The teachers and students avoided falling into the homework-lecture-new homework routine noted by Fey (198 1) and the Research Advisory Committee of NCTM (1988). Although homework was assigned and homework review did occur during whole-class instruction, the problems in the textbook were rich enough to allow for extensive discussion and development to be woven into the solution process. Sometimes an entire class period was spent solving a group of problems all relating to the same problem situation. Some class periods were devoted entirely to laboratory work. Other times the teacher would spend an entire class period explaining new content, interspersing lecture with guided practice and perhaps an explanation of how to operate some new features of the technology.

In traditional classrooms, seatwork consumes up to 50% of the time in class. In the project classrooms, guided practice was noted for 42% of the segments and exercise, consolidation, or practice was noted for 56% of the segments, but these practice sessions did not look like traditional “seatwork.” Students were rarely observed working alone on homework exercises at the end of the class period. The practice was teacher-led. Even if teachers were turning off the camera when students began seatwork, on the average it could not consume more than 10 minutes of class time, because the 36 lessons that were taped lasted an average of 40 minutes. Class periods were 50 minutes or less.

In traditional classrooms little time is spent in small groups or on independent activities such as projects or investigations (Research Advisory Committee, 1988). In the project classrooms, students worked in small groups during 17% of the observed segments and during 29% of the segments in which technology was in use.

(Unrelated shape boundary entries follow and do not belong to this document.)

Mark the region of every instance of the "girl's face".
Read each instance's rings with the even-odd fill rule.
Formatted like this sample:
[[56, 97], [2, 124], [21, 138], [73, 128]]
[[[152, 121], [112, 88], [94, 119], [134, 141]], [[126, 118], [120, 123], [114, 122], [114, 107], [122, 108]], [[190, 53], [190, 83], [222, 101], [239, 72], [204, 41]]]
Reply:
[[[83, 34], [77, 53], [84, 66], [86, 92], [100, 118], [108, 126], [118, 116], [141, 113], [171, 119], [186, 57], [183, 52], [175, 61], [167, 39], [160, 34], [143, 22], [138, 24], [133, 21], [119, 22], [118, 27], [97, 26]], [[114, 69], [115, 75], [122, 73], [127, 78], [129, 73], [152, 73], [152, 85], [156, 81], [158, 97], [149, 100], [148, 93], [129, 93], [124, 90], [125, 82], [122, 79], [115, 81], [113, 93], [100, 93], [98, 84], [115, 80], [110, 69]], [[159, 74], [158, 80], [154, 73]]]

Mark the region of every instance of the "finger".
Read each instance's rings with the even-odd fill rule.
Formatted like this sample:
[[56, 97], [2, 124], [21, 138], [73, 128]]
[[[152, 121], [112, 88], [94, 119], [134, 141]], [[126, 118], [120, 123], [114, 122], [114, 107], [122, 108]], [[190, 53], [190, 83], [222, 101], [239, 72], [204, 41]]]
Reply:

Teacher Roles With respect to the amount of teacher talk and the teacher’s managerial role, the descriptions of teaching and pupiling with technology look similar to the descriptions of teaching and pupiling in traditional classrooms. In the project classrooms, the teacher acted as explainer during more than 80% of the observed segments and lectured during nearly half of the segments. Because this study used a sign system for recording activities, a direct comparison between the findings here and the real-clock measures made in prior research (e.g., Suydam & Osborne, 1977) cannot be made. It can be said that the teachers did continue to exhibit some of the characteristics of direct, teacher-led instruction during most of the observed segments.

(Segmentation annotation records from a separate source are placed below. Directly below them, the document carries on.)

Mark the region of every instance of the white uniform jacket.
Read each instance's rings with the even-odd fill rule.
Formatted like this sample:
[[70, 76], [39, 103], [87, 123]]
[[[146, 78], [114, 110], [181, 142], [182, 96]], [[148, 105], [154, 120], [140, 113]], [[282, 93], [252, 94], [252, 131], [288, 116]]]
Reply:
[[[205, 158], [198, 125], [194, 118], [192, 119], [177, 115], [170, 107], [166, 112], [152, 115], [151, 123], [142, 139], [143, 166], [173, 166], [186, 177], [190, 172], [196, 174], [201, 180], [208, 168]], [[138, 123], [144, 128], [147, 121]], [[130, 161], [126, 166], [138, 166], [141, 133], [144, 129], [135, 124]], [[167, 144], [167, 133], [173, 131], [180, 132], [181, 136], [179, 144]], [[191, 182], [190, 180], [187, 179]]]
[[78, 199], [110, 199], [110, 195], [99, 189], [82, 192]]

The role of the teacher in traditional classrooms is managerial (Romberg,


1985, cited in Romberg & Carpenter, 1986, p. 851). In the project classrooms, the teacher acted as manager and task setter during 98% and 77% of observed segments, respectively. Roles can be exhibited concurrently, and the evidence suggests that teachers are holding on to the managerial roles while taking on some new roles (e.g., consultant, fellow investigator) when technology is used.

Student Roles The students using the technology-integrated precalculus curriculum in this study worked together more often when technology was in use than when it was not. Students assumed the roles of task setter and consultant more often when technology was in use. Sometimes the working together and consulting was planned, as when students shared limited resources in a computer lab. Other times the consulting was spontaneous, as when students leaned over to see the display on a peer’s calculator screen and discussed how it was obtained; or when one student would help another to program the calculator; or when a student would help the teacher by sharing some new knowledge about how to operate the computer or calculator.

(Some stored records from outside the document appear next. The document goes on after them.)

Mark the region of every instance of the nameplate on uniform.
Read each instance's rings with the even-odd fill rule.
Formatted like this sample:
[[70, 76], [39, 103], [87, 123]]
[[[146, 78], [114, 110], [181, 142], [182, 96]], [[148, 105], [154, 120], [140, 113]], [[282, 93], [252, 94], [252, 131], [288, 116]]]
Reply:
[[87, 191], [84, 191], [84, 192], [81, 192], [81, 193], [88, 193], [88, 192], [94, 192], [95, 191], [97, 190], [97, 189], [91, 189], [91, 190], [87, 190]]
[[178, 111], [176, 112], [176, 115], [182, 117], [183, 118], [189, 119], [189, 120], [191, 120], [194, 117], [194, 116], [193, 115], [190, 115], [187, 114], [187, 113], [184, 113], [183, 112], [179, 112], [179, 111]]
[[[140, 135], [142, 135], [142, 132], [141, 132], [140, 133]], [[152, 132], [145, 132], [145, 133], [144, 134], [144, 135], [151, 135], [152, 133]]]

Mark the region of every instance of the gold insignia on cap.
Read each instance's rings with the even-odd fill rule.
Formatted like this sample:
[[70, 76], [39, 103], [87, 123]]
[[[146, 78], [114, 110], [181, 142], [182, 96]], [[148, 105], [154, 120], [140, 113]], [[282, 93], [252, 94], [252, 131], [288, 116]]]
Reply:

Learning Activities Demana and Waits (1988) stated that the technology-rich curriculum in use in the project classrooms requires students to be active partners in the learning process, and allows students to investigate and study many more examples and problems than is possible with traditional methods. Wiske et al. (1988) and Lampert (1988) found that when using the technology-rich curriculum developed around the Geometric Supposer, students began forming their own hypotheses, actively testing things out, and making generalizations. Teachers and students behaved as mathematicians, asking questions, exploring, and really doing mathematics. Were these behaviors characteristic of the classrooms under observation in this study?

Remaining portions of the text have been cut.